Anche il motore di ricerca Microsoft colpito da un blocco in Cina: Bing non risulta più accessibile dagli utenti del paese asiatico.

E fu così che la Cina spense anche l’ultimo motore di ricerca occidentale attivo nel paese, Bing. Il servizio risulta offline da ieri, inaccessibile da coloro che si trovano entro i confini del paese asiatico. Una misura attuata all’improvviso, senza alcun segnale ad anticiparla, con modalità differenti rispetto a quelle che nell’ormai lontano 2010 interessarono il concorrente Google: allora il blocco definitivo avvenne in seguito a diversi episodi preventivi.

Bing, il blocco in Cina

Una fonte del Financial Times afferma che China Unicom, uno dei più grandi operatori attivi nel territorio e controllato direttamente da Pechino, ha messo fuori uso la piattaforma di Microsoft dopo averne ricevuto ordine dal governo centrale: per Bing (cn.bing.com) l’accusa sarebbe quella di aver servito a chi naviga “contenuti illegali”.

I rapporti tra l’azienda statunitense e la Cina non sono sempre stati tesi, anzi, di recente la software house ha confezionato un’edizione del proprio sistema operativo pensata appositamente per soddisfare le esigenze del mercato locale e aperto un centro di ricerca e sviluppo a Shanghai. Windows è poi piuttosto diffuso nel paese, anche a livello istituzionale. Questa la dichiarazione attribuita a un portavoce del gruppo di Redmond.

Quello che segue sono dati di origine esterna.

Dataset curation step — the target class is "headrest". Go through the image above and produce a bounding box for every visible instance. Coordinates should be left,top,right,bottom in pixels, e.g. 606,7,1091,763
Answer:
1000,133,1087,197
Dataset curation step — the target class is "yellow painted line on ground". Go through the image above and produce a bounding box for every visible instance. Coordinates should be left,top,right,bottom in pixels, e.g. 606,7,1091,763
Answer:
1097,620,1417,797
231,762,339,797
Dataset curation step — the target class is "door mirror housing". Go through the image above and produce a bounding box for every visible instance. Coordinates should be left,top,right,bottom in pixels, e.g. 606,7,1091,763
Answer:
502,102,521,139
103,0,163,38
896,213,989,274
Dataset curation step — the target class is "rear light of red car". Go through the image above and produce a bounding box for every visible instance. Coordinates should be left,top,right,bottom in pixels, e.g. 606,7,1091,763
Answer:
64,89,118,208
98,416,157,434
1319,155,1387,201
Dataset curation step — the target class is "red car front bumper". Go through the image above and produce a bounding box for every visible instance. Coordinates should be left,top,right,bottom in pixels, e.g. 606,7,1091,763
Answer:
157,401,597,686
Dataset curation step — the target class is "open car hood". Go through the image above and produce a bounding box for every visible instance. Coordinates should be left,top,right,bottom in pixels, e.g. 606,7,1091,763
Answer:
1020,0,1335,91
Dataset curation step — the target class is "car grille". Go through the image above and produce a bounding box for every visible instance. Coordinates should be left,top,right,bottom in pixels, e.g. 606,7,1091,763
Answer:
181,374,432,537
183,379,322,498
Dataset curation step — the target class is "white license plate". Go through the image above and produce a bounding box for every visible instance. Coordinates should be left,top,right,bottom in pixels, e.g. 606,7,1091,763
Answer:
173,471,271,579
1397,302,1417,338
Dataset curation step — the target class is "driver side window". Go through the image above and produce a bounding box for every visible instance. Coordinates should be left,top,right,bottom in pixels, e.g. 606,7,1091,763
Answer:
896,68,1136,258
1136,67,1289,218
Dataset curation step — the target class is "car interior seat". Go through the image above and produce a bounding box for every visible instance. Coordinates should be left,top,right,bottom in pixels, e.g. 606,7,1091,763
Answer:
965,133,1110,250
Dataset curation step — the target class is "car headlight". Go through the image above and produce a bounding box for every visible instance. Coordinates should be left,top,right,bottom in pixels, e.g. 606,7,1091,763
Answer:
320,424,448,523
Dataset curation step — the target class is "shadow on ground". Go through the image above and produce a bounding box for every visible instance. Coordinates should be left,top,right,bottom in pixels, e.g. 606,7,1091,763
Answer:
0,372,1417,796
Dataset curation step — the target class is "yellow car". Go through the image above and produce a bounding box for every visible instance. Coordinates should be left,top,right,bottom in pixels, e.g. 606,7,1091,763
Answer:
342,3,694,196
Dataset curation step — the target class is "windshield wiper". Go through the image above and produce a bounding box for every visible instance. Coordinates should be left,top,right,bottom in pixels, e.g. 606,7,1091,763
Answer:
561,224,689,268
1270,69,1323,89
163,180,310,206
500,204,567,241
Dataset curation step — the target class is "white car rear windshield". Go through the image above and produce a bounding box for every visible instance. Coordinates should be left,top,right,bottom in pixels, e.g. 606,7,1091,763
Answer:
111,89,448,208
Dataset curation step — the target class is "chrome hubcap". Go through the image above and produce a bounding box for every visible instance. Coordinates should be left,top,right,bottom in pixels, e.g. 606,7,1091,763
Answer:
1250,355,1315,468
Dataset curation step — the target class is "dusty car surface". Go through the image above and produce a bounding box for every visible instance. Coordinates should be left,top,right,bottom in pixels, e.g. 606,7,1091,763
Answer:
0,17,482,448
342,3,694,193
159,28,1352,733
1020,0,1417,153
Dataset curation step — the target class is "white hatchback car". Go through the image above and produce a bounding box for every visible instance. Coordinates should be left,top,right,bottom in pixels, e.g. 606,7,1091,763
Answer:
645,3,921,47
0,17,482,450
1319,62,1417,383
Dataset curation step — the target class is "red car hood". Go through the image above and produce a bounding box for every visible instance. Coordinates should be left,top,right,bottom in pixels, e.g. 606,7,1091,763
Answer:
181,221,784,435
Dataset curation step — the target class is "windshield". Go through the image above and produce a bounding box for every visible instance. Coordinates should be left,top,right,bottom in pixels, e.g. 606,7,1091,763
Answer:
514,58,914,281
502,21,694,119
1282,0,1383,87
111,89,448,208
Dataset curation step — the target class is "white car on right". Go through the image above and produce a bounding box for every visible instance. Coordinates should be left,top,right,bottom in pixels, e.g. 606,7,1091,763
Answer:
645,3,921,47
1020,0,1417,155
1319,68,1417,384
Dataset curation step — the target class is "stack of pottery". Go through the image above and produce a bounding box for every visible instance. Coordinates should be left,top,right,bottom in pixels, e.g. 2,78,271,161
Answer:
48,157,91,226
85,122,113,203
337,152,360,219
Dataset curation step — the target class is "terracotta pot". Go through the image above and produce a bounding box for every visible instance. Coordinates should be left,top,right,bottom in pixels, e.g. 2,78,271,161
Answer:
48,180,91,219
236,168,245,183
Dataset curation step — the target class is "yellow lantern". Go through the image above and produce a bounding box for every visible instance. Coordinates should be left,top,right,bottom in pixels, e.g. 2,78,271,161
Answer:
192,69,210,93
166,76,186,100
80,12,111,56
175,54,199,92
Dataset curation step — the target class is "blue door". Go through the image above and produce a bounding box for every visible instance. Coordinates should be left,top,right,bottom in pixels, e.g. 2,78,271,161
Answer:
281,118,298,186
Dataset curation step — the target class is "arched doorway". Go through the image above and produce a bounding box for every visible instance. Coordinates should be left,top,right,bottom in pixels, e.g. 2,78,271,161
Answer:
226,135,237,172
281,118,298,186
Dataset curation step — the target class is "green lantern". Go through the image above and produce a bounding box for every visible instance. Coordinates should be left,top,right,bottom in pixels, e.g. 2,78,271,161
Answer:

Possiamo confermare che Bing risulta al momento inaccessibile in Cina e siamo impegnati nel determinare i nostri prossimi passi.

Stando ai numeri rilevati da StatCounter, Bing ha chiuso il dicembre 2018 con il 2,01% di market share nel paese, operando in un contesto che vede Baidu dominare su tutti i concorrenti, superando la soglia del 70%.

La versione del servizio attiva in Cina era stata sottoposta preventivamente a censura da Microsoft (un po’ come aveva intenzione di fare Google con Dragonfly), escludendo dalle SERP risultati non conformi alla volontà di Pechino su temi ritenuti delicati dal governo centrale come quelli riguardanti il Dalai Lama, gli eventi di piazza Tienanmen o il gruppo spirituale Falun Gong.

Cade anche Microsoft

Si assesta così un duro colpo all’attività dell’ultimo grande gruppo occidentale presente nel territorio cinese, dopo che il Great Firewall aveva calato la propria scure nel 2017 anche su WhatsApp, mentre Facebook, Twitter e Google sono offline ormai da parecchio tempo.

Al momento non è dato a sapere se il blocco che interessa Bing sia temporaneo oppure destinato a perdurare. In ogni caso, quanto sta accadendo non può che inasprire ancor di più le relazioni già tese tra gli Stati Uniti e la superpotenza orientale, messe a dura prova di recente da questioni politiche, diplomatiche e commerciali, ma anche dalla posizione assunta da Washington che ha puntato più volte il dito nei confronti di Huawei accusando il gruppo di supportare Pechino nelle operazioni di spionaggio internazionale, proprio quando gli operatori di tutto il mondo sono al lavoro per allestire le reti che andranno a costituire l’infrastruttura del 5G.